Please play along with your choices for ‘K’. Any book title, or the surname of an author, as long as it begins with that letter. I am going to avoid the obvious, with Stephen King, as he has had many mentions already in book titles.
When I was in Primary School, I got a book as a Christmas present. I was fascinated by the illustrated historical fantasy of Tom, a young Victorian chimney sweep who falls into a river, and is transformed into a ‘water baby’. Tom then embarks on a series of adventures in the novel ‘The Water babies’, by Charles Kingsley. Now I am older, I can of course see that this was a story about morals, religious redemption, and the evils of child labour in 19th century England. At the time though, I just lost myself in the wonder of the idea.
Published in 1936, George Orwell’s novel ‘Keep The Aspidistra Flying’ is a book about a social rebel that preceded the British ‘New Wave’ by more than twenty years. The protagonist, Comstock, decides to abandon the routine of daily life, and his regular job, and pursue a love of writing poetry. This leads him down a trail of poverty, drunkenness, and difficult relationships, all set in run-down areas of London that have since become fashionable and expensive. Ultimately, he has to conform to survive, signified by his purchase of the previously despised aspidistra plant, displayed in the window of his flat.
James Clavell’s 1962 novel ‘King Rat’ is a prisoner of war story with a difference. I was used to reading about heroic prisoners, men planning escapes, and defying their guards. But in this book, we see an uncomfortable side of incarceration by the Japanese, with an American prisoner known as ‘The King’ literally running the camp at Changi, and operating a flourishing black market, with the full knowledge and cooperation of the captors. When he decides to breed rats to sell for food, King chooses who to sell them to, getting his own back on some of the corrupt officers in the camp. This is a sobering tale of survival, and an insight into how poor and brutal treatment can bring out the worst and the best in mankind. A powerful read that later became a very good film, starring George Segal.

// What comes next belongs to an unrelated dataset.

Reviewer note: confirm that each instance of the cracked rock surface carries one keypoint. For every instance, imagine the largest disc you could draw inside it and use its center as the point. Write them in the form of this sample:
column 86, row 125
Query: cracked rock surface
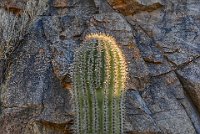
column 161, row 43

Rudyard Kipling again, and a double ‘K’, with his novel ‘Kim’. Published in 1901, this is a fascinating look at India at the time, set in the late 19th century. Kipling brings the crowded streets and diverse cultures to life on the page, with the adventures of the young Kim, the orphaned child of an Irish soldier, forced to live by his wits, on the streets of Lahore. He is so much a part of the city, that few ever realise that he is actually white, and take him for a local. This has great scope, with spying against the Russians, a possible new war in Afghanistan, his friendship with a Tibetan Lama, and his eventual education and appointment into a government job. I was very young when I read this book, and have never forgotten it. It was also made into a film in 1950, starring Dean Stockwell, and Errol Flynn.
My top choice today had a brief mention earlier, when discussing the prequel and sequel that followed. I have long been interested in the US Civil War, and read a great deal about it. So, when I heard about a new book that had won the Pulitzer Prize in 1975, I bought it immediately. ‘The Killer Angels’ by Michael Shaara is a novel in the style that is best described as ‘Faction’. It takes real people, in real historical events, then adds fictional characters to develop the plots, and to provide imagined conversations. In this case, the four-day battle of Gettysburg in 1863, the point when that war turned against the Confederacy for the first time. This book is meticulously researched, and fascinating in its authenticity. By using the format of a novel, the reader is drawn into the actions of those historical characters in a completely different way. Aware of their doubts and fears, the indecision, and the differences of opinion that led to failure. One of the most important books ever written about that war, and later made into the film ‘Gettysburg’, in 1993.